Le dispositif avait déjà était partiellement utilisé après la crise de 2008-2009. Il sera généralisé en 2020 à l’ensemble du périmètre Renault et à toutes les catégories professionnelles. En moins d’une semaine, les partenaires sociaux du groupe et la direction ont négocié un "contrat de solidarité et d’avenir" dont les derniers détails s’écrivent le 1er avril.
L’objectif est que tous les salariés en chômage partiel puissent percevoir 100% de leur salaire net, et non 84%, comme le prévoit le dispositif national.
Chez Renault, la totalité des sites de production est fermée depuis le 18 mars, avec 18 000 salariés en chômage partiel total depuis la mi-mars. Depuis lundi 30 mars, tous les établissements tertiaires et d'ingénierie d’Ile-de-France (18 000 salariés), dont le siège et le Technocentre, sont en chômage partiel à 50% de leur temps de travail.
Ouvriers et techniciens bénéficieront de la solidarité des cadres
Or, selon les accords de la métallurgie, seuls les cadres et techniciens en forfait-jour bénéficient d’un complément de salaire de la part de leur employeur afin de percevoir 100% de leurs revenus. Le nouvel accord de Renault crée un nouveau fonds de solidarité.
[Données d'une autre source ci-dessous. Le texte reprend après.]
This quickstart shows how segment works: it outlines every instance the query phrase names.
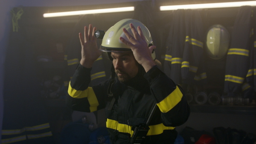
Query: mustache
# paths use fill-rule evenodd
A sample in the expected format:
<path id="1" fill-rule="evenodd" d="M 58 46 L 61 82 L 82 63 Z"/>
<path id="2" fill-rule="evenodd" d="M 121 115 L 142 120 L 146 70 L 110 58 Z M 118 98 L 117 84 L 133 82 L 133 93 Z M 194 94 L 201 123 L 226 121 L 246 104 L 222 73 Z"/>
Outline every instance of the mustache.
<path id="1" fill-rule="evenodd" d="M 115 72 L 116 72 L 116 73 L 117 74 L 124 73 L 123 72 L 121 72 L 121 71 L 119 71 L 119 70 L 117 70 L 117 69 L 115 70 Z"/>
<path id="2" fill-rule="evenodd" d="M 116 69 L 115 70 L 115 72 L 116 72 L 116 74 L 127 74 L 126 73 L 126 72 L 123 72 L 123 71 L 121 71 L 119 70 L 118 69 Z"/>

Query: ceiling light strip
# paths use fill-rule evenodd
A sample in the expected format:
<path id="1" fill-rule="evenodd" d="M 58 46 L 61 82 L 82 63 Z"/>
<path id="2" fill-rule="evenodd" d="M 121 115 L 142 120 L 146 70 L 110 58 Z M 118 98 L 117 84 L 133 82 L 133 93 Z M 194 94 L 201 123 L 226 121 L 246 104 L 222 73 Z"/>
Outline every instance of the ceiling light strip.
<path id="1" fill-rule="evenodd" d="M 195 4 L 191 5 L 160 6 L 160 11 L 169 11 L 178 9 L 201 9 L 217 8 L 239 7 L 243 6 L 256 6 L 256 1 L 236 2 Z"/>
<path id="2" fill-rule="evenodd" d="M 44 14 L 43 16 L 44 17 L 62 17 L 76 15 L 82 15 L 86 14 L 99 14 L 104 13 L 122 12 L 133 11 L 134 10 L 134 6 L 125 7 L 122 8 L 111 8 L 92 9 L 84 11 L 60 12 L 50 13 Z"/>

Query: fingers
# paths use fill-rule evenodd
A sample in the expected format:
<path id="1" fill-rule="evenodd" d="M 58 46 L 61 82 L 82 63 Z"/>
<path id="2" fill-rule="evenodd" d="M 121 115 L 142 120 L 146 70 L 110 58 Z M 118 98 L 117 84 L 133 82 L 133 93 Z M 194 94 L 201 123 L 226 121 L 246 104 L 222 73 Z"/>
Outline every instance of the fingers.
<path id="1" fill-rule="evenodd" d="M 96 27 L 93 28 L 93 25 L 91 24 L 89 25 L 89 28 L 87 26 L 84 26 L 84 42 L 86 42 L 87 41 L 96 40 L 94 37 L 94 32 L 96 30 Z"/>
<path id="2" fill-rule="evenodd" d="M 137 28 L 137 29 L 138 29 L 138 32 L 139 32 L 139 34 L 140 35 L 140 37 L 143 40 L 145 41 L 146 40 L 145 39 L 145 37 L 144 37 L 144 35 L 143 35 L 143 32 L 142 32 L 142 30 L 141 30 L 141 29 L 140 28 L 140 26 L 138 26 L 138 28 Z"/>
<path id="3" fill-rule="evenodd" d="M 93 27 L 93 30 L 92 33 L 93 33 L 93 40 L 96 40 L 96 37 L 95 37 L 95 36 L 94 36 L 94 32 L 95 32 L 96 31 L 96 30 L 97 29 L 96 28 L 96 27 Z"/>
<path id="4" fill-rule="evenodd" d="M 149 49 L 149 51 L 151 53 L 152 53 L 152 52 L 154 50 L 154 49 L 155 49 L 157 47 L 155 46 L 150 46 L 148 49 Z"/>
<path id="5" fill-rule="evenodd" d="M 90 41 L 93 39 L 92 32 L 93 31 L 93 25 L 90 24 L 89 25 L 89 31 L 88 31 L 88 40 Z"/>
<path id="6" fill-rule="evenodd" d="M 84 43 L 84 37 L 83 37 L 82 33 L 81 32 L 79 33 L 79 39 L 80 39 L 80 43 L 81 43 L 81 46 L 83 46 Z"/>
<path id="7" fill-rule="evenodd" d="M 135 29 L 132 23 L 130 24 L 130 28 L 131 29 L 131 32 L 134 35 L 135 39 L 138 40 L 140 40 L 141 39 L 140 35 L 139 35 L 138 32 L 136 30 L 136 29 Z"/>
<path id="8" fill-rule="evenodd" d="M 89 37 L 88 37 L 88 28 L 87 26 L 84 26 L 84 42 L 87 41 L 89 40 Z"/>

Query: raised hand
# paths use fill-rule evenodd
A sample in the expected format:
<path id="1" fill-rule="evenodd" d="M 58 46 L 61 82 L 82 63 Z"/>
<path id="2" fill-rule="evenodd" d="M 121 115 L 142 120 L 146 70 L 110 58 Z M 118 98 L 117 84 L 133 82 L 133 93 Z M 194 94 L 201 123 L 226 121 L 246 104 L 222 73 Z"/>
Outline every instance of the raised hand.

"Pour lancer le système, les 36 000 salariés déposeront sur ce fonds un jour de solidarité pris sur leurs jours de repos. Puis chaque salarié en chômage partiel versera un jour de congé par semaine de chômage partiel qu'il effectue, et un demi-jour pour ceux qui sont à 50%)", précise Franck Daout, délégué syndical central CFDT. Donc les cadres aussi, qui sont indemnisés à 100 %, alors qu'ils n'ont rien à y gagner pour eux. "Certains auraient même voulu donner des jours en plus, comme en 2009, mais ça n'a pas été retenu par la direction", précise le syndicaliste.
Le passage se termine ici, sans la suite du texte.